All good. All true. And yet…
God in new things. I hear those words and I feel the call of adventure. I hear the Spirit whispering to me from the wild, uncharted edges of my life’s well-worn map. The fog at the periphery of my mind’s eye — God is there waiting. Beckoning. Delighting.
This is what I propose: We know God is in all things. And we know, too, those people and places that so readily reveal God to us. Let us then not be afraid to depart for new lands, holy ground of an uncharted sort, and discover what God might hope to reveal to us in people, places, experiences and ways of being that we may have previously overlooked. Places that are uncomfortable, unusual.
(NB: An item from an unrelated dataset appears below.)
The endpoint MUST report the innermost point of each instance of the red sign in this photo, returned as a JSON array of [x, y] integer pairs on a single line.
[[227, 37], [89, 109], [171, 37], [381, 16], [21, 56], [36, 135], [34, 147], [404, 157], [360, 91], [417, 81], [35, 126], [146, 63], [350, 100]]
God in new things — it’s a directional phrase, a trajectory upon which we might set our lives. “How does this type of bird reveal God? Or that neighbor I’ve only spoken with once? What about that movie I’ve put off watching or that book I left at the bottom of the shelf?” Activities, cuisines, conversations and new forms of prayer — from what new “thing” is God calling you?
I wonder, too, if this trajectory-setting phrase might also provide us with a helpful spiritual disposition. As our days are battered with new information and new choices and new stories, instead of turning off and tuning out, might we instead lean into the “new” with a desperate determination to encounter God, even in the most harrowing of moments?
God in all things. God in new things. God in each of us, doing something new. God in each of us, desiring our collaboration.
Will we seek out that new thing God desires for us?